L’écran est très réactif et répond au doigt (évidemment) et à l’oeil. Il faut vraiment être pointilleux pour lui trouver des défauts. La vitre semble très solide, et se nettoie plutôt bien : d’ailleurs c’est fou ce que cela peut tâcher vite une tablette, c’est là qu’on se rend compte qu’on peut avoir souvent les doigts un peu gras. L’écran est réglable en luminosité, et je n’ai pas constaté de reflets ou d’effet miroir désagréable.

N’étant pas un adepte des dernières versions d’android, mes premières prises en main seront hasardeuses (la tablette est en 4.04, avec une évolution prévue sur Jelly Bean, la 4.1, dans les prochains mois). Notamment toute la page d’accueil mérite un peu d’attention afin de se familiariser avec la notion de tapisserie. C’est une très bonne idée puisque cela permet d’organiser son écran avec ses outils, objets, applications les plus courantes, et même de les réunir par natures dans des cadres (les fameuses tapisseries). Et vous pouvez même mettre ces cadres les uns dans les autres. Une fois ce concept appréhendé, vous pouvez complètement personnaliser votre tablette, en faire une vraie machine à lancer rapidement vos activités favorites. Il suffit d’utiliser une applications, de regarder une photo, ou de visiter un site web, pour avoir la possibilité de l’épingler sur l’écran afin de le rappeler ensuite. Vous pouvez même utiliser des widgets qui ajoutent des fonctionnalités à la page d’accueil (les derniers messages reçus, des derniers articles des actualités, des listes de livres ou de musiques, …).

Ma page d’accueil customisée à ma façon

Après avoir fouillé dans la multitude de paramétrages possibles, la tablette n’étant pas avare  d’informations sur elle même : ses applis en cours, sa consommation, votre temps passé sur chaque chose, j’ai testé la navigation internet. Rien à redire, c’est un vrai bonheur, le format de la tablette en 7′ permet de surfer et lire de façon très confortable, les pages se chargent rapidement, la navigation est intuitive, je me retrouve en terrain connu. Ayant synchronisé mon téléphone avec mon compte Google, je découvre en plus que j’ai sans rien faire récupéré mes favoris internet, que je m’empresse d’épingler sur une tapisserie :)
Une aparté pour les amateurs des jeux facebook en flash, ce dernier n’est plus supporté par Android et n’est donc pas installé ni installable sur les navigateurs directement depuis la tablette. Mais heureusement il est toujours possible de télécharger l’installation de flash via votre PC (récupérez le fichier install_flash_player_ics.apk sur les sites officiels d’adobe), puis de la transférer via USB sur votre tablette, et ensuite de l’installer avec une application comme AppInstaller. Et à vous les jeux ! Mais attention, flash n’étant plus super optimisé pour ces tablettes, il est très gourmand en ressources et énergie !
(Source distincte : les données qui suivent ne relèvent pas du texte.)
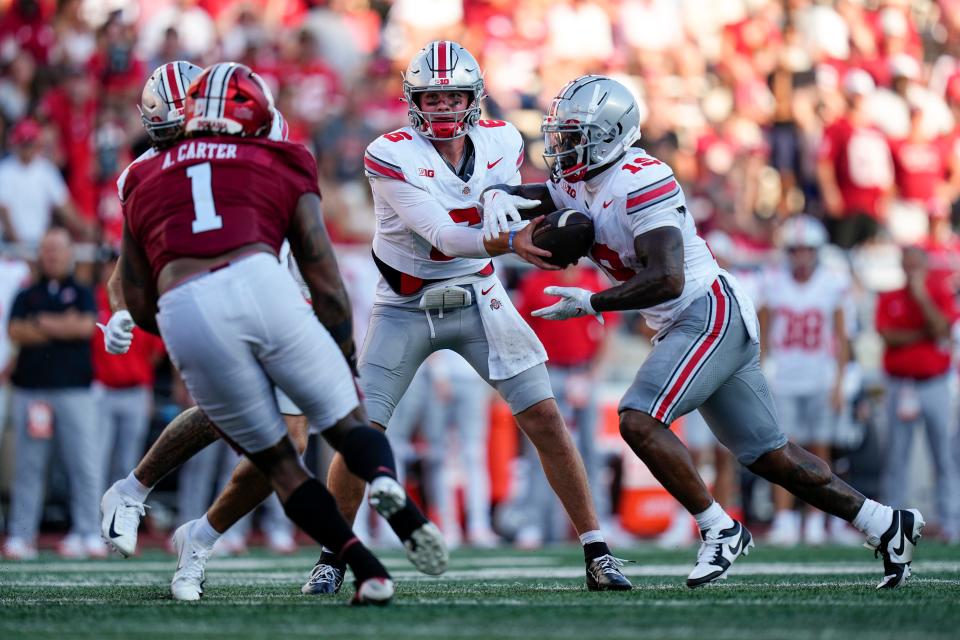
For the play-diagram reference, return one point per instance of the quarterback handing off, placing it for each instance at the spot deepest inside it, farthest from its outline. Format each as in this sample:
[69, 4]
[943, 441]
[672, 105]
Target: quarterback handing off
[438, 290]
[203, 222]
[706, 351]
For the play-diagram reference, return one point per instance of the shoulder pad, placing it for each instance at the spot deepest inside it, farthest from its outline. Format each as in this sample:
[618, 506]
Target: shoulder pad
[644, 182]
[382, 160]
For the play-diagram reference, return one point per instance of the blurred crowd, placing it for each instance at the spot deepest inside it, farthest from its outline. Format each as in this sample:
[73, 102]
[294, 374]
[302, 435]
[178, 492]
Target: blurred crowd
[845, 110]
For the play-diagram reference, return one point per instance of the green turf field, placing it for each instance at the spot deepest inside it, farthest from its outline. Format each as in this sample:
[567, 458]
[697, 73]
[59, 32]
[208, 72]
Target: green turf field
[796, 594]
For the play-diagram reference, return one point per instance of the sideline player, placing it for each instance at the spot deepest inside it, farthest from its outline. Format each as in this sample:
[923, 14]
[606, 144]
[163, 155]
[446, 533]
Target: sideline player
[802, 325]
[438, 291]
[706, 352]
[203, 223]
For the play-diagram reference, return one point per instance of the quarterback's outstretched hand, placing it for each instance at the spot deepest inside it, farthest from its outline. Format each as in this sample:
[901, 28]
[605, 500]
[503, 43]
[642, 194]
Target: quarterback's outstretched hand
[574, 302]
[500, 209]
[118, 332]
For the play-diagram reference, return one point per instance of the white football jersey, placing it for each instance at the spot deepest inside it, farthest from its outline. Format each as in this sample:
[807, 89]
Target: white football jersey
[14, 275]
[801, 331]
[405, 155]
[636, 195]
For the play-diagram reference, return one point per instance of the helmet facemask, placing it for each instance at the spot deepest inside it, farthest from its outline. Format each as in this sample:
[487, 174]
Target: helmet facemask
[443, 125]
[567, 149]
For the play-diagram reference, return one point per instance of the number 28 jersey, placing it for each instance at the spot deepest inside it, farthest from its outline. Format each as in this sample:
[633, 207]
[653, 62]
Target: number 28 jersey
[406, 156]
[638, 194]
[801, 331]
[207, 196]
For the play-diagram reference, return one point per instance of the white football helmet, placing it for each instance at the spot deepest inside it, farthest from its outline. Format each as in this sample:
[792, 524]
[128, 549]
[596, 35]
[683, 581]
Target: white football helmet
[591, 123]
[443, 65]
[161, 103]
[801, 231]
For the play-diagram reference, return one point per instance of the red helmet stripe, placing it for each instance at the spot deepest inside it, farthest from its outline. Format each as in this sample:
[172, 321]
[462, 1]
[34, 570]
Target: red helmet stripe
[443, 59]
[174, 93]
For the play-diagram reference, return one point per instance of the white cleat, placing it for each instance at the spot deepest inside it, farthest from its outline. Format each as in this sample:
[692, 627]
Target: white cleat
[427, 550]
[897, 545]
[187, 584]
[119, 520]
[719, 550]
[375, 591]
[387, 497]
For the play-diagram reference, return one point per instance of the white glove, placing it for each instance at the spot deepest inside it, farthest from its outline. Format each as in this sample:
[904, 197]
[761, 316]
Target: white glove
[574, 302]
[499, 209]
[118, 332]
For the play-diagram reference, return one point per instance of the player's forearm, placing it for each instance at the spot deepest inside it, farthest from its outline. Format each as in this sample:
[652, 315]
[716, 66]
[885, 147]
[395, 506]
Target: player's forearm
[647, 289]
[115, 289]
[533, 191]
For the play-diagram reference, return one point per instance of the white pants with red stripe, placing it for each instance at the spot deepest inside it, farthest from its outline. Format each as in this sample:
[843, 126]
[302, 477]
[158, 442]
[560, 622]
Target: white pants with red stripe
[236, 333]
[707, 361]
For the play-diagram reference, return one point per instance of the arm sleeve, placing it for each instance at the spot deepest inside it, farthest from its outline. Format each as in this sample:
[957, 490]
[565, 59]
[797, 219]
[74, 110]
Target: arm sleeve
[421, 212]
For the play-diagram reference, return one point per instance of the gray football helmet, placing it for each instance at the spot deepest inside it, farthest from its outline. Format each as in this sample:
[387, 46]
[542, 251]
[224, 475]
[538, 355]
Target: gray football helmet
[443, 65]
[591, 123]
[161, 103]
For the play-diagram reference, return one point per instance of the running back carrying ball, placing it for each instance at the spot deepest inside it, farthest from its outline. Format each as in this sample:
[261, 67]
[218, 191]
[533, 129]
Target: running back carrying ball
[567, 234]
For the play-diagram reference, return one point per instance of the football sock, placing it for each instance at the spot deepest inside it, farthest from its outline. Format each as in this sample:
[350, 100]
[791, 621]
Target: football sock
[132, 487]
[873, 519]
[329, 557]
[315, 511]
[367, 453]
[713, 516]
[204, 533]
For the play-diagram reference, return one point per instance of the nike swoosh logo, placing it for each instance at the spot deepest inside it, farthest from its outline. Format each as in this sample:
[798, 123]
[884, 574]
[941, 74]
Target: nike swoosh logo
[113, 532]
[736, 549]
[903, 538]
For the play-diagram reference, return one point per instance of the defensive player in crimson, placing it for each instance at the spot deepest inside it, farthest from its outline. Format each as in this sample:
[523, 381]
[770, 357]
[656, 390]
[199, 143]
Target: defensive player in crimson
[203, 224]
[122, 506]
[438, 290]
[706, 352]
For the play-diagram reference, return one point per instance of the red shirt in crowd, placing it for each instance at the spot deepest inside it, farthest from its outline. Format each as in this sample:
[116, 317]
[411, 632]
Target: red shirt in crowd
[898, 310]
[919, 167]
[571, 342]
[135, 368]
[861, 159]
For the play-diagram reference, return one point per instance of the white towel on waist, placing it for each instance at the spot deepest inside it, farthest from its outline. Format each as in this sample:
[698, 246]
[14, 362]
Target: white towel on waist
[514, 347]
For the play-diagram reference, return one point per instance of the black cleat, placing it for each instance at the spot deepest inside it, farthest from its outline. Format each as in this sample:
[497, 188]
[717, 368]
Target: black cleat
[325, 578]
[603, 574]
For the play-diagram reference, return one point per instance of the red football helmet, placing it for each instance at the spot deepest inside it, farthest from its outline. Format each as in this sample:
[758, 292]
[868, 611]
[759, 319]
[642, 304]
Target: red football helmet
[229, 99]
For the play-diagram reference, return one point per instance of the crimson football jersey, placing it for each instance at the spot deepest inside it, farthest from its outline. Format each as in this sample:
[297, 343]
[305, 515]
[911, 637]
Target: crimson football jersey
[207, 196]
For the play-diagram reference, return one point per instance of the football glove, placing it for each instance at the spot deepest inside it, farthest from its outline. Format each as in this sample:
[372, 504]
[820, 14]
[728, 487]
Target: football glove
[118, 332]
[574, 302]
[500, 209]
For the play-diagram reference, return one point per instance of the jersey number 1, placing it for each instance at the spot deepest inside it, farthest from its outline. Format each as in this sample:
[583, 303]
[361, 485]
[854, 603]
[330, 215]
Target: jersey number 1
[205, 216]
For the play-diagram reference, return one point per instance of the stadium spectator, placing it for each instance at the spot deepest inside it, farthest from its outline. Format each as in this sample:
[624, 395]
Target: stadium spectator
[52, 321]
[914, 323]
[854, 168]
[32, 192]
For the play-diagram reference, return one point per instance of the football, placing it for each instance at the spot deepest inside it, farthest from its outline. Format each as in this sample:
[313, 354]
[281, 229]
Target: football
[565, 233]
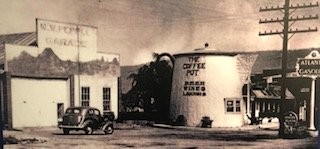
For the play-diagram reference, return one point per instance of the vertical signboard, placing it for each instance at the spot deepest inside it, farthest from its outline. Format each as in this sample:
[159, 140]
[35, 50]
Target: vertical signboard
[68, 41]
[194, 84]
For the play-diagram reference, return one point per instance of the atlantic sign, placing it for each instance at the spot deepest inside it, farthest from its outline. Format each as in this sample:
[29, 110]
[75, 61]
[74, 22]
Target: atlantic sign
[310, 65]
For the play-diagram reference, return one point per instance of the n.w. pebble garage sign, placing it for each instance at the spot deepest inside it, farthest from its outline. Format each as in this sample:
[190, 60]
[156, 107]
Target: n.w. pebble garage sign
[69, 41]
[310, 65]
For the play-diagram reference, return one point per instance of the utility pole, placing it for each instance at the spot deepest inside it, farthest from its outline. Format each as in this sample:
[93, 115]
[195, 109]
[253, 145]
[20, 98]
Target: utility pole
[287, 21]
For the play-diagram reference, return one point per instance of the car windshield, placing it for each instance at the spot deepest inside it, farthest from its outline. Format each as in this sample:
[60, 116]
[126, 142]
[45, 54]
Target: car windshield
[73, 111]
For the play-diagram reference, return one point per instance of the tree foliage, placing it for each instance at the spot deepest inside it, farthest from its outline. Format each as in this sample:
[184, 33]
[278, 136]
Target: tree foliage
[151, 88]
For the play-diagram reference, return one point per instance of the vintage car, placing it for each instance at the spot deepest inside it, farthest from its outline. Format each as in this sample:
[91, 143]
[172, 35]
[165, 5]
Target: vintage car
[87, 119]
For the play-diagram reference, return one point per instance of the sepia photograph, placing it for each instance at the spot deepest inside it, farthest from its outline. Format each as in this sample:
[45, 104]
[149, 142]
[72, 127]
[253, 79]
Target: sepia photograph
[159, 74]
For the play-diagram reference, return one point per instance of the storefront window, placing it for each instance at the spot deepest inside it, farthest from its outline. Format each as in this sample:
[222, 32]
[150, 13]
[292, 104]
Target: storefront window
[85, 96]
[233, 105]
[106, 99]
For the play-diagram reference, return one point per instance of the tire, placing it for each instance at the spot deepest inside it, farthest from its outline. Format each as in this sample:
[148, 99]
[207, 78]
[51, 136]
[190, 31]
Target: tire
[108, 130]
[88, 130]
[66, 131]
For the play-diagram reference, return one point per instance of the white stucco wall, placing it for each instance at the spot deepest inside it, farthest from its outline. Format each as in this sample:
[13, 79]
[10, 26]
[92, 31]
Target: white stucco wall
[96, 84]
[221, 80]
[34, 101]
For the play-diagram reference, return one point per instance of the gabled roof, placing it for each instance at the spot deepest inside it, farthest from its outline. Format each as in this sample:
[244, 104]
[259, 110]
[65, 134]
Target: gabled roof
[23, 39]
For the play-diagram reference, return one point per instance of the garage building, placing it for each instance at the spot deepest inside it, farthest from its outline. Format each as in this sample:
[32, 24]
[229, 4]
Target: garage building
[59, 65]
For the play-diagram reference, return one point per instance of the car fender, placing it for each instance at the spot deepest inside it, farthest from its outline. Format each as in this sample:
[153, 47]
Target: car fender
[107, 124]
[86, 123]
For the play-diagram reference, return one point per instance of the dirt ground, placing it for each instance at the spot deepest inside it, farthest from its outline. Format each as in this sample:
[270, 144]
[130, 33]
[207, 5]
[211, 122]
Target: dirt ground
[134, 136]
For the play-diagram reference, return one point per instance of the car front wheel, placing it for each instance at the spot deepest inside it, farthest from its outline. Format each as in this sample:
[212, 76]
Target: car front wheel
[88, 130]
[66, 131]
[108, 130]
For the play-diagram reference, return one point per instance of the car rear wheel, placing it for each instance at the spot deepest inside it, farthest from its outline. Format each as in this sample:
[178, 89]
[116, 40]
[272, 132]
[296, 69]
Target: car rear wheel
[108, 130]
[88, 130]
[66, 131]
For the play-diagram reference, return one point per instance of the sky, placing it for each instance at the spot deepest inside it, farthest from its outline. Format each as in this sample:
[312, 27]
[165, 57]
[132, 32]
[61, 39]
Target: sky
[137, 28]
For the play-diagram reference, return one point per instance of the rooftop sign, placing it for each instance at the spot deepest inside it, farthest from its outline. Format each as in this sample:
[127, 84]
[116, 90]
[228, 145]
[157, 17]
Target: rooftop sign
[310, 65]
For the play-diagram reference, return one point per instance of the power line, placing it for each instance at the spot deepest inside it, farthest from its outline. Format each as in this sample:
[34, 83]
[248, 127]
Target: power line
[286, 22]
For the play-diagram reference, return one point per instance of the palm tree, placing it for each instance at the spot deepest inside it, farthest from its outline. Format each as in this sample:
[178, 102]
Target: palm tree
[151, 86]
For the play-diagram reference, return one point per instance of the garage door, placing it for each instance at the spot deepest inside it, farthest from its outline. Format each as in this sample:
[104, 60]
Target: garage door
[36, 102]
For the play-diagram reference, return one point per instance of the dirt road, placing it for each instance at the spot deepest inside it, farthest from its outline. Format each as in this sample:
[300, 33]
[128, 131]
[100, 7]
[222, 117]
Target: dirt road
[150, 137]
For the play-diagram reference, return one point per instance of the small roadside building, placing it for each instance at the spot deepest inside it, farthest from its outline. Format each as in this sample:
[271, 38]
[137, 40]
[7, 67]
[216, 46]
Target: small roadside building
[59, 65]
[208, 84]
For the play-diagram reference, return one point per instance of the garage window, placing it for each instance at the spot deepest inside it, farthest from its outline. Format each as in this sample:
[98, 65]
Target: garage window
[233, 105]
[85, 96]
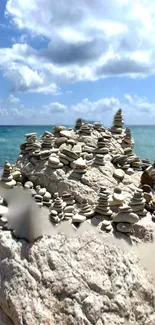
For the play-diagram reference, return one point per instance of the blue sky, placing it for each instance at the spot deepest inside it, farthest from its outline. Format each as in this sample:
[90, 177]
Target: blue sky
[60, 60]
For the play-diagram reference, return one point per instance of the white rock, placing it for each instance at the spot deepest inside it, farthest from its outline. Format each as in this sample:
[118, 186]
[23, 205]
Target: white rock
[78, 218]
[119, 173]
[10, 184]
[3, 210]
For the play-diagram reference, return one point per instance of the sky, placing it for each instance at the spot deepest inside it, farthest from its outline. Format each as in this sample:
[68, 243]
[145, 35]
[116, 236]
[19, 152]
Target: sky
[61, 60]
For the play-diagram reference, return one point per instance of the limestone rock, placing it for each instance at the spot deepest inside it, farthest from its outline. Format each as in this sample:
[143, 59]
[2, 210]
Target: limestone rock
[61, 280]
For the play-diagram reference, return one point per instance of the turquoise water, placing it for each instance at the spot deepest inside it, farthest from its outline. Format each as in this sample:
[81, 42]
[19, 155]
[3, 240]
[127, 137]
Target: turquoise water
[12, 136]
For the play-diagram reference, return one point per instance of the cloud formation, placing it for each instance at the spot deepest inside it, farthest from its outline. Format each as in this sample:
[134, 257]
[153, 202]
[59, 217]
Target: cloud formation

Je configure ensuite mes comptes mails sans difficulté, et rédige mes premiers messages avec un clavier tactile qui est réactif. Moi qui souffre lorsque je saisi avec un téléphone, trouvant toujours les touches trop petites, sur cette Arc je ne commet pas une erreur de toucher. Cela ne sera jamais un outil de saisie rapide comme un bon clavier mécanique, mais l’ergonomie est suffisamment bien pensée pour rendre l’écriture agréable.

Le wifi répond plutôt bien, j’en profite pour passer sur le magasin d’applications d’android, le Play Store et télécharger quelques nouveaux programmes sans aucun souci. A noter que l’Arc est fournie avec le minimum syndical des applis : contacts, mails, agenda, navigateurs (dont chrome), bibliothèque Kobo, facebook et twitter, youtube, google play (musique) et google map (la tablette n’a pas de GPS mais la localisation avec les points wifi fonctionne correctement), et quelques trucs inutiles. Mais, et c’est un de ses points forts (contrairement à la Kindle d’Amazon), la tablette n’impose aucun environnement propriétaire, et vous laisse donc le libre choix de télécharger toutes les applications que vous voulez, et même vos propres utilitaires de lecture qui ne sont pas de chez Kobo.

Un classique des jeux Facebook

Tiens puisque nous parlons de lecture, je teste évidemment l’application de lecture, et je retrouve le même confort que la Kobo Touch, avec une manipulation bien plus sensitive. Je constate cependant qu’un écran rétro éclairé est moins adapté pour une lecture longue car il fatigue plus rapidement les yeux. Mais ce n’est pas désagréable pour un usage court comme les transports en commun. Je ne suis pas sûr que l’Arc fasse vraiment concurrence à la Touch, car au final ce sont deux outils très différents. J’avoue que pour le moment je m’amuse surtout avec l’Arc et délaisse donc ma liseuse, mais avec le temps il est fort possible qu’elle reste mon accessoire de lecture favori.
Concernant l’alimentation en bouquins, si vous avez toujours accès à la libraire Kobo et Fnac pour télécharger et synchroniser vos achats, je découvre avec un plaisir non feint qu’il est maintenant possible d’importer un fichier epub dans sa bibliothèque Kobo, chose que la Touch ne permet pas (obligé de passer par des applications tiers comme Calibre).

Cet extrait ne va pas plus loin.